Hinter Ihnen hängt ein Foto, auf dem ist ein Stapel alter Mopos (Hamburger Morgenpost) zu sehen und fett obendrauf steht "Angst". Das Foto ist vielleicht 25 Jahre alt. Wenn ich Angst irgendwo drauf schreibe, dann kann ich sicher sein, dass es gekauft wird. Die Leute sehen in der Angst eine Begründung, nicht mehr miteinander ins Gespräch zu kommen. Die meisten Leute trauen sich einfach nicht. Zum Zuhören gehört auch, dass man sich das wünscht und einfordert.

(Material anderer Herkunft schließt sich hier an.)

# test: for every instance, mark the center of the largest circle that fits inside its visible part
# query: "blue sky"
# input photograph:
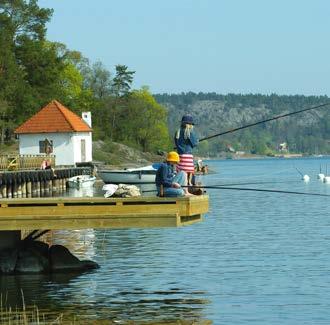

Haben Sie Pläne für die Zukunft?
Mein Leben aufräumen. Dieses Jahr werde ich 74. Da ich mich ganz gut gehalten habe, auch weil ich ein bisschen aufpasse, rechne ich damit, drei- vier- oder fünfundachtzig Jahre alt zu werden. Das ist mein Minimum. Da kann immer etwas dazwischenkommen. Wenn es jetzt noch zehn Jahre sind, sind die schnell rum. Ich habe die Schränke voll mit allem möglichen Kram und ich möchte meine Familie damit nicht belasten, die dann die Sachen durchgehen oder auch nur schlicht entsorgen müssen. Aber eigentlich habe ich so viele akute Projekte, dass dieses Sich-den-Überblick-Verschaffen und Dinge-geordnet- Hinterlassen, mir nicht gelingen wird, da bin ich mir ziemlich sicher. Es gibt immer neue Reize. Also – Ordnung schaffen und tausend neue Sachen anfangen, die mich davon abhalten.